Adjusting the rate of proton decay in the standard $\rm SU(5)$ grand unified theory

Question

The proton decay rate in the standard $SU(5)$ grand unified theory is given by $$ \Gamma \sim \left(\frac{g^2}{M_x^2}\right)^2 m_p^5 =\frac{g^4}{M_x^4}m_p^5 $$ Naively we could push up the bound for the decay rate $\Gamma$ arbitrarily high by increasing the mass of the $X$ boson, $M_x$. However, it seems that we set $M_x$ to be the scale of

(1). $M_x \sim M_{gut}$ which is the energy scale when all three gauge couplings meet

or

(2). $M_x$ set to be the scale GUT's Higgs scale where the $SU(5)$ is broken down to the standard model group $SU(3) \times SU(2) \times U(1)$.

My questions are that:

1. Are scales in point (1) and (2) are the same? Are they somehow related? It seems to me (1) and (2) can be different.

2. Why can we arbitrarily push up the scale of $M_x$ to the scale where all three gauge couplings meet? (as long as it is below the Planck scale?)

3. If possible, can we sketch other ways of varying the proton decay rate in these theories? (How exactly can SUSY help?) The current bound in experiment seems to suggest the half-life is about $10^{34}$ years..

Answer 1

It isn’t necessary that the GUT gauge bosons obtain masses that are the same as the GUT breaking scale. If these are different there will be threshold effects that are calculable functions of the ratio of these scales and group theoretic factors related to the reps the gauge bosons transform in.

Answer 2

1. (1) and (2) are thought to be the same*. When there is SU(5) symmetry, there is only one coupling constant for SU(5), not three. When the SU(5) symmetry is broken by taking a vacuum expectation value (vev) for a Higgs field (such as a 24 representation), the symmetry becomes SU(3) x SU(2) x U(1) with three different coupling constants. When taking a vev of an SU(5) GUT Higgs, the vev can be plugged back into the action to verify what particles get mass, which would be related to the scale of symmetry breaking.

*Note that typical running of coupling constants for SU(3) x SU(2) x U(1) doesn't quite lead to a single coupling constant based on the computations we can perform, but we cannot always find exact solutions and what is found is very close to unification. Nevertheless, SUSY helps make this easier to have all three coupling constants unify precisely.

2. Since we don't know what scale the GUT scale is at experimentally, we can consider different values and compute the consequences. However, the running of the coupling constants suggests a value value near $10^{16}$ GeV. Perhaps it is claimed that SUSY can make this a little higher.

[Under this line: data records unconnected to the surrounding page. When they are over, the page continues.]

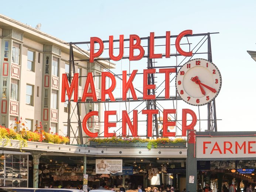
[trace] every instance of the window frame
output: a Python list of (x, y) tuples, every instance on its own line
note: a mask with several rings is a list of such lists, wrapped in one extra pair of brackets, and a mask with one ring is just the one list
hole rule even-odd
[[(32, 93), (31, 95), (29, 95), (29, 94), (27, 92), (27, 86), (31, 86), (32, 87)], [(34, 86), (32, 85), (30, 85), (29, 84), (27, 84), (26, 85), (26, 99), (25, 99), (25, 102), (26, 102), (26, 104), (28, 105), (31, 105), (31, 106), (34, 106)], [(27, 102), (27, 96), (30, 96), (30, 103), (28, 103)]]
[[(28, 52), (31, 52), (33, 54), (33, 58), (32, 60), (28, 59)], [(30, 71), (35, 71), (35, 52), (31, 50), (28, 49), (27, 54), (27, 70)], [(28, 62), (31, 62), (31, 69), (29, 69), (28, 67)]]
[(52, 90), (52, 92), (51, 93), (51, 109), (58, 109), (58, 91), (54, 90)]
[[(16, 83), (16, 82), (14, 83), (14, 81), (17, 81), (17, 84)], [(12, 94), (12, 88), (13, 86), (12, 84), (15, 85), (16, 85), (17, 90), (16, 90), (16, 94), (17, 94), (17, 99), (15, 99), (15, 98), (12, 98), (12, 96), (13, 95)], [(10, 99), (13, 100), (14, 101), (18, 101), (19, 100), (19, 80), (17, 79), (11, 79), (11, 87), (10, 88)]]
[[(14, 46), (14, 44), (17, 44), (17, 45), (18, 45), (18, 47), (15, 47)], [(12, 63), (13, 63), (14, 64), (17, 64), (18, 65), (20, 64), (20, 51), (21, 51), (21, 44), (20, 43), (17, 43), (16, 42), (13, 42), (13, 45), (12, 45), (12, 50), (11, 50), (11, 62)], [(17, 50), (18, 50), (18, 57), (16, 58), (17, 57), (17, 54), (18, 52), (17, 51)], [(15, 51), (15, 52), (14, 51)], [(14, 57), (13, 56), (14, 55), (14, 52), (15, 53), (15, 56)], [(18, 58), (18, 62), (16, 62), (17, 61), (16, 61), (16, 59), (17, 58)], [(15, 58), (15, 61), (14, 61), (13, 59)]]
[[(55, 61), (55, 59), (57, 61)], [(56, 77), (59, 76), (59, 58), (55, 57), (52, 56), (52, 75)]]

3. The proton can decay from X and Y bosons in SU(5). The electroweak Higgs is an SU(2) doublet, which is typically placed in a 5 Higgs of SU(5). This 5 Higgs leads to 3+2, giving a color triplet Higgs that can also lead to proton decay, giving a doublet-triplet problem. SUSY can help in various ways, there are a lot of proposals. Orbifolds allow for symmetry breaking without a Higgs field, which is one direction to explore. From there, various membrane dynamics may change things as well. However, more simply, string-inspired models, or really, Spin(10) GUT motivates the flipped SU(5) x U(1) GUT from Barr in 1982. By 1987, the flipped SU(5) GUT model was "revitalized" in the SUSY GUT community by considering a 10 Higgs instead of a 24 Higgs, which leads to a "missing partner mechanism" to solve the doublet-triplet splitting problem. While SU(5) x U(1) in non-supersymmetric GUT is often not considered not truly unified, the notion of U(5) = SU(5) x U(1) is quite natural in string theory, I believe because one can think of combining five branes with U(1) symmetry and then connect the branes with strings to get the symmetry enhanced to U(5). Also, the fact that the 10 Higgs can be used only with flipped SU(5) x U(1) GUT and not SU(5) is another nice advantage because it is not too large and also it is more natural to find the 10 Higgs from higher gauge groups, such as exceptional Lie algebras.